Friday, May 12, 2006

In traveling between Delhi and Mumbai, am missing out on the political media activity in my own town, namma ooru Chennai, where election results came out yesterday. Don’t get me wrong, am reading the papers and following it on the web, so am in tune with most of the activity, especially the free offers going around. Both the main parties involved seem to have hired a soap marketing discard to do their policy work – you get a free computer or a free TV depending on who gets elected (the question seems to be - would you like playboy.com or will FTV do?!) But, this piece isn’t about that... it’s about the channel wars and the way these will shape Indian TV as we know it today.

What channels you say? These channels - Sun TV and Jaya TV. A brief history of these channels can be found here - Sun TV history and Jaya TV history. They are quite unabashed in their political preferences, with the channels' logos matching their political parents' symbols. While I was channel surfing a few days ago, I chanced upon the ruling party’s channel which had an interesting half hour telecast. The Hindu-CNN-IBN poll had been published the day after the elections, predicting that the ruling party would be out of power. So what did the channel do? They picked two of their star campaigners, put them in front of the camera with a popular journo-chat show host, trying to convince voters that the poll was inaccurate and that the ruling party would win at a canter.
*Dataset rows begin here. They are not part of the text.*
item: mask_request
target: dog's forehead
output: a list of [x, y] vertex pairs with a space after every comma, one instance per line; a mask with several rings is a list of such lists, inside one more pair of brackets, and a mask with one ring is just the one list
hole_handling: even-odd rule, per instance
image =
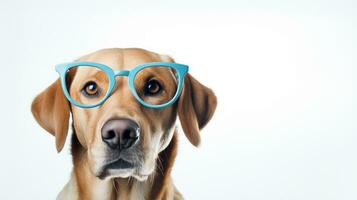
[[138, 48], [102, 49], [78, 60], [101, 63], [113, 70], [130, 70], [139, 64], [162, 61], [159, 54]]

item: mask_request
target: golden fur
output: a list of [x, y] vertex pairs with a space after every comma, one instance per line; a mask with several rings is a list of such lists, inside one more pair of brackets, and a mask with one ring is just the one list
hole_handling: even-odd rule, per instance
[[[130, 70], [146, 62], [174, 62], [168, 56], [134, 48], [104, 49], [79, 60], [103, 63], [115, 70]], [[80, 70], [70, 74], [71, 93], [78, 90], [77, 81], [84, 77], [86, 74]], [[182, 199], [170, 175], [177, 153], [176, 118], [179, 117], [188, 140], [197, 146], [199, 130], [213, 116], [216, 104], [212, 90], [190, 74], [185, 77], [179, 100], [164, 109], [141, 106], [131, 95], [126, 77], [117, 78], [112, 95], [101, 106], [79, 108], [67, 101], [60, 81], [56, 80], [35, 98], [32, 113], [37, 122], [55, 136], [58, 151], [65, 143], [72, 114], [74, 167], [71, 179], [58, 199]], [[97, 171], [103, 162], [105, 147], [99, 132], [102, 125], [114, 117], [134, 119], [142, 126], [140, 145], [144, 161], [136, 174], [129, 174], [129, 177], [113, 174], [102, 180], [97, 177]], [[150, 175], [145, 177], [143, 174]]]

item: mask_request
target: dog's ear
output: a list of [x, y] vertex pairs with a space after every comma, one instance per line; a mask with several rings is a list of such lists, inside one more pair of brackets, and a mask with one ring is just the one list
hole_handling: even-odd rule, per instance
[[199, 130], [212, 118], [216, 106], [217, 98], [213, 91], [187, 74], [178, 103], [178, 115], [182, 129], [193, 145], [199, 145]]
[[70, 107], [59, 79], [33, 100], [31, 111], [41, 127], [55, 136], [60, 152], [68, 133]]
Of course, yesterday’s results had quite the opposite verdict. And going by the pre-poll propaganda on the rival channel, wouldn’t have put it beyond them to have done something similar if the shoe was on the other foot.
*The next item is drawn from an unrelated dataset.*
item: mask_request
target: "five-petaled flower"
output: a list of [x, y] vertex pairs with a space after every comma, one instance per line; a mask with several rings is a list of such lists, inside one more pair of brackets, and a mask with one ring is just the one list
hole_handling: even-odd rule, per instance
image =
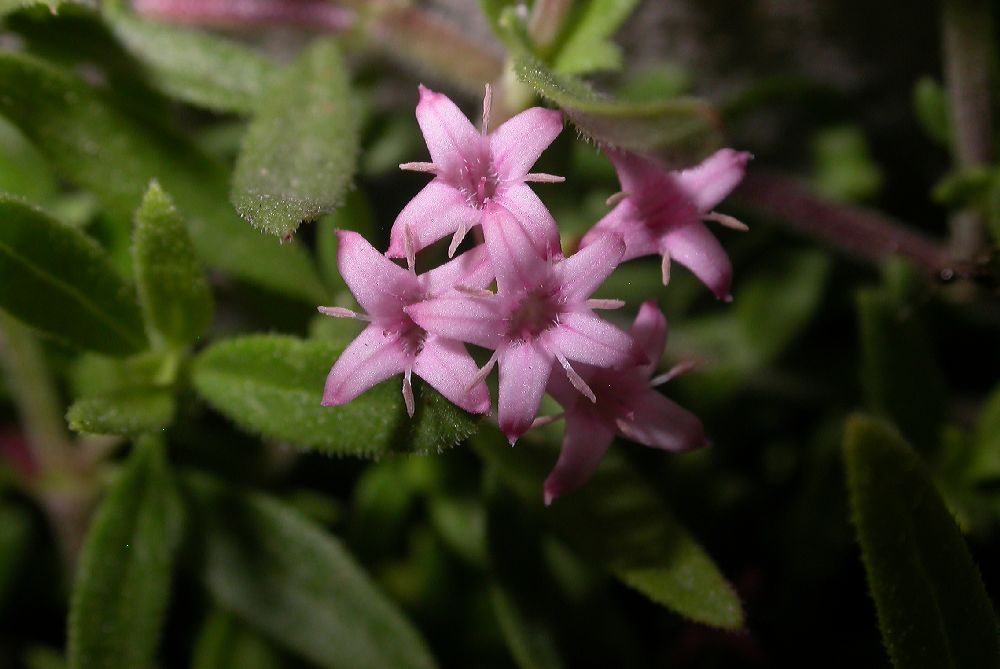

To be honest, I have nothing in favour of or against either party, and am not cribbing about them doing this. What excites me is the opportunity the wars might have unearthed, quite accidentally. For about a month, this was riveting entertainment. People actually tuned into this stuff on a daily basis. This wasn’t your run-of-the-mill “unbiased, objective reporting”. This was hardcore, (pie-)in-your-face reality TV… and it worked. This initial success, I think, will inspire a future TV world, which would look something like this…

Cable channels for each party – you’ll have the national channels – INC, Bhajpa TV, CPI TV, Janata Dal TV – and the state-specific regional channels. Each time a party splinters, they’ll form their own channel. There’ll be spycam shows (“Watch the other party MP/MLA stash his suitcase”), news shows (“As our esteemed leader said for the 50th time...”), history shows (“This party was founded in the blood and toil of a brave man”), event coverage (“Watch the largest crowd gathered anywhere in the world at our rally”) and advertisements from affiliated sponsors (“One ad slot for every crore in the party kitty”). There will be soaps where the good family is in the right party and the bad family is in the wrong one. There will be movies telecast of star MPs/MLAs and also star campaigners.

Depending on the alliance formation, the cablewallah will charge you for a bouquet of channels – arre baba, political parties will ensure Conditional Access System comes in, na, otherwise how will channels make money? For example, in this election, Star, INC, DMK, etc. could be a bouquet, and Zee, Bhajpa, AIADMK, etc. could be another bouquet. All party members have to ensure they get their bouquet of channels at home, and if caught watching other party channels will be summarily suspended.

Pipe dream, you say? Stranger things have happened, say I.